The strategy outlines seven strategic technologies for UK investment that leverage the nation’s existing strengths. These areas include advanced materials and manufacturing, bioinformatics and genomics, and engineering biology. The area of advanced materials includes metamaterials, 2D materials, self-healing and animate materials, as well as composite structures.
Several immigration reforms are also included in the plan. It proposes new visa routes, and revamps the country’s existing Innovator visa route to make it easier for foreign talent to create and run businesses in the UK. Moreover, international students who earn PhD degrees in the UK will be granted three years to work in the country post-graduation.

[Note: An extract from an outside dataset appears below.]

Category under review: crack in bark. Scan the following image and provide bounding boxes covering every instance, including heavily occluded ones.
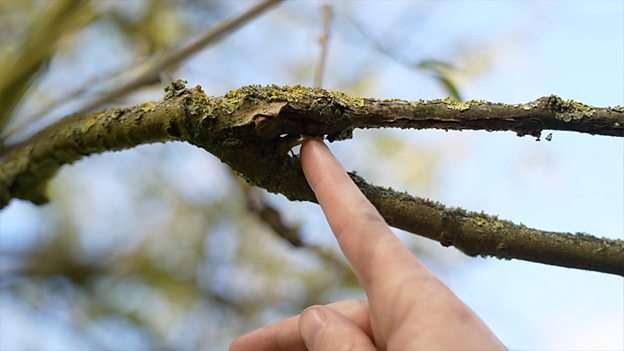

The strategy also provides some details about the UK Advanced Research and Invention Agency (Aria), a new agency announced in February that will support high risk, high payoff research similar to the US Defense Advanced Research Projects Agency (Darpa). Aria will focus exclusively on projects with ‘potential to produce transformative technological change or a paradigm-shift in an area of science’. This new part of the funding landscape will complement the work of UK Research and Innovation and the country’s other funding agencies to support breakthrough science, it explains.
‘The UK has long underinvested in research,’ stated Rosalind Lowe, the head of policy and engagement at the National Centre for Universities and Business, based in London. ‘Had we invested at the OECD average for the last 10 years, research, development and innovation would have benefited from an additional £44 billion.’ The high aspirations set in the strategy ‘must be matched with equally ambitious spending and policy commitments in the upcoming spending review,’ she added.